Shanna Greene Benjamin to join WFU faculty as professor of African American Studies

Noted biographer and scholar of African American literature and Black feminist studies Shanna Greene Benjamin will join the Wake Forest University faculty as professor of African American Studies in July.

An accomplished scholar and academic leader, Benjamin comes to Wake Forest from Grinnell College where she was a professor of English and associate dean of the College. Prior to her tenure at Grinnell, Benjamin was a member of the faculty at her undergraduate alma mater, Johnson C. Smith University, where she also directed the university’s honors college. She is the recipient of a number of fellowships and awards including most recently an American Council of Learned Societies fellowship and a Howard Foundation fellowship. Her recent biography of the distinguished scholar and literary critic Nellie Y. McKay, Half in Shadow: The Life and Legacy of Nellie Y. McKay, was selected as one of the best reads of 2021 by Ms. Magazine.

“Shanna Benjamin is a superb teacher-scholar. We are thrilled she will be joining our exciting new African American Studies program and the University as a whole.

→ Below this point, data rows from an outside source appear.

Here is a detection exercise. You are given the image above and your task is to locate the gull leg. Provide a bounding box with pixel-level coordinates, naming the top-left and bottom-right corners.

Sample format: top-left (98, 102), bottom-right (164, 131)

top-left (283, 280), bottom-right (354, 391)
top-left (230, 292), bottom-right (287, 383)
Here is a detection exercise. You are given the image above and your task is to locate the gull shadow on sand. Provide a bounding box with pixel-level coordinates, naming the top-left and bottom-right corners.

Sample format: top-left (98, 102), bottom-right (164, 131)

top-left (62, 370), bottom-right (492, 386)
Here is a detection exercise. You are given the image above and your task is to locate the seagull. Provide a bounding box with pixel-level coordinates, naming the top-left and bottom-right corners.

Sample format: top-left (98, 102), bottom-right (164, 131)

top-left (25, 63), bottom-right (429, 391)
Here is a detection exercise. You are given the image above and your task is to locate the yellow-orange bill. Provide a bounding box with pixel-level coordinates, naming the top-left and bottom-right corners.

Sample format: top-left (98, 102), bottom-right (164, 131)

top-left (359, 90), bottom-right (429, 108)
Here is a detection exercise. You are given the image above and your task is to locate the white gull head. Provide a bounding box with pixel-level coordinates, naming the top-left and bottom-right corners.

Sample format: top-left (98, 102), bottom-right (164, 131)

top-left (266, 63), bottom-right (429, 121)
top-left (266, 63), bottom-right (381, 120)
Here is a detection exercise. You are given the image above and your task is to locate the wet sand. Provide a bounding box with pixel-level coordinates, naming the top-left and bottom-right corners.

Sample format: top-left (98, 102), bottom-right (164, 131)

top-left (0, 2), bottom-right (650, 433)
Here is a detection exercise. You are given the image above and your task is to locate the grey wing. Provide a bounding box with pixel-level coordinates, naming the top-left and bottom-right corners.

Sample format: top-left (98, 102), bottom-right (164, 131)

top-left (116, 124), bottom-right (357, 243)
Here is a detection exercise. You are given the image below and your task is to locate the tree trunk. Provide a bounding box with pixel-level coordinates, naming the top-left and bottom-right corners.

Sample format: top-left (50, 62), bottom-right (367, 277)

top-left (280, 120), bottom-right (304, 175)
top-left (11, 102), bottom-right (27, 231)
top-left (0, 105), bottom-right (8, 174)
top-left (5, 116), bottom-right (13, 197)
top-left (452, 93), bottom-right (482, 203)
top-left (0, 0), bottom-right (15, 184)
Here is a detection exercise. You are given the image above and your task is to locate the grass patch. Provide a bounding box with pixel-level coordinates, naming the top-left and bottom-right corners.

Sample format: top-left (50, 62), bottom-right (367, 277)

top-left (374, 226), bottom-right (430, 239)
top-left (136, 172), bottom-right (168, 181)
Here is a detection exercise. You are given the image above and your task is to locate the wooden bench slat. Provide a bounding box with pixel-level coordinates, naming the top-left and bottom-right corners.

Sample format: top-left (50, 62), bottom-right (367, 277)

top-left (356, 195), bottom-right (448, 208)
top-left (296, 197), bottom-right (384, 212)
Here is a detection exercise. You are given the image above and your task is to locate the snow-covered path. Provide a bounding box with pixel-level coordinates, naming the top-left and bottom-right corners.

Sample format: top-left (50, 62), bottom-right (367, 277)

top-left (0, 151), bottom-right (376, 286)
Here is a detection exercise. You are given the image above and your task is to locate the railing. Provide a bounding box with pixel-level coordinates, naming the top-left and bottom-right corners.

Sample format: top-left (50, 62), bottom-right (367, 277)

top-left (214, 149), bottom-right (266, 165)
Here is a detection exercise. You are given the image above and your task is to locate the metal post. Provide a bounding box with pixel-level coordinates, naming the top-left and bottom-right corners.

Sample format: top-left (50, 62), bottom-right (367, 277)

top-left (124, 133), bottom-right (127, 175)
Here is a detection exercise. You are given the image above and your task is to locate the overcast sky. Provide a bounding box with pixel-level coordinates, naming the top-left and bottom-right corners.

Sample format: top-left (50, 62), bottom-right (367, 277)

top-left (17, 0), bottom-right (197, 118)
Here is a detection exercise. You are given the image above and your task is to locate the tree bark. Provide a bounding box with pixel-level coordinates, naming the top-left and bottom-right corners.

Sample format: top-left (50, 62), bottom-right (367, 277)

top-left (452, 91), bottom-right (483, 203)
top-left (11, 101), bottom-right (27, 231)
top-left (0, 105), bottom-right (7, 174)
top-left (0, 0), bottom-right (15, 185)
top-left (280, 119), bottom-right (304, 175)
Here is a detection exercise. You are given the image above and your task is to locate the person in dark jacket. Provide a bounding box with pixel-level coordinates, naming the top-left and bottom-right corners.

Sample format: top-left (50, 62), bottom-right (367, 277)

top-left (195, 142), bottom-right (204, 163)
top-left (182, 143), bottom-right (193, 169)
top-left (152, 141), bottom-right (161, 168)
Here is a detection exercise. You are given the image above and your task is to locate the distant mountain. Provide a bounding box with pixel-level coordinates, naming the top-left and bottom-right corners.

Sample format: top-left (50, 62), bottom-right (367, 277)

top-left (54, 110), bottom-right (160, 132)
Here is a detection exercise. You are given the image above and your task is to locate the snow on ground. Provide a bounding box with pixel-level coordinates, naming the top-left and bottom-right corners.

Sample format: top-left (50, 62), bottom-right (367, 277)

Her commitment to empowered student learning is tremendous, as is her intellectual reach. Her career accomplishments as a scholar of African American literature are truly impressive, and her recent biography of Nellie McKay is pathbreaking,” said Dean of the College Michele Gillespie.

Wake Forest Professor of the Humanities and founding director of the Program in African American Studies Corey D. B. Walker said, “We are delighted to have Shanna join our intellectual community. Not only is she one of the nation’s leading scholars in African American literary studies, she has a profound commitment to teaching and mentoring undergraduate students and is dedicated to building a signature African American studies intellectual community at Wake Forest.”

Benjamin is equally excited to come to Wake Forest. “I’m simply over the moon about joining the Wake Forest University faculty and have found myself especially energized by the synergy between my professional commitments—outstanding college teaching, deep student engagement, and inclusive modes of learning—and Wake Forest’s teacher-scholar ideal. African American Studies at Wake Forest is emerging as a premier thought center, and I’m eager to add my expertise in Black literature and culture, and experience building programs that foster belonging and cultivate student research, to this burgeoning center for the study of Black life.”

“In my teaching, advising, and mentoring, I look for the light in my students, and pay particular attention to the things that make each one unique,” said Benjamin who received an award for excellence in her support of students and student affairs at Grinnell College. “I’m excited to work with Wake Forest students in a way that makes them feel seen and supported as they develop their intellectual and personal gifts in living our Pro Humanitate ideal.”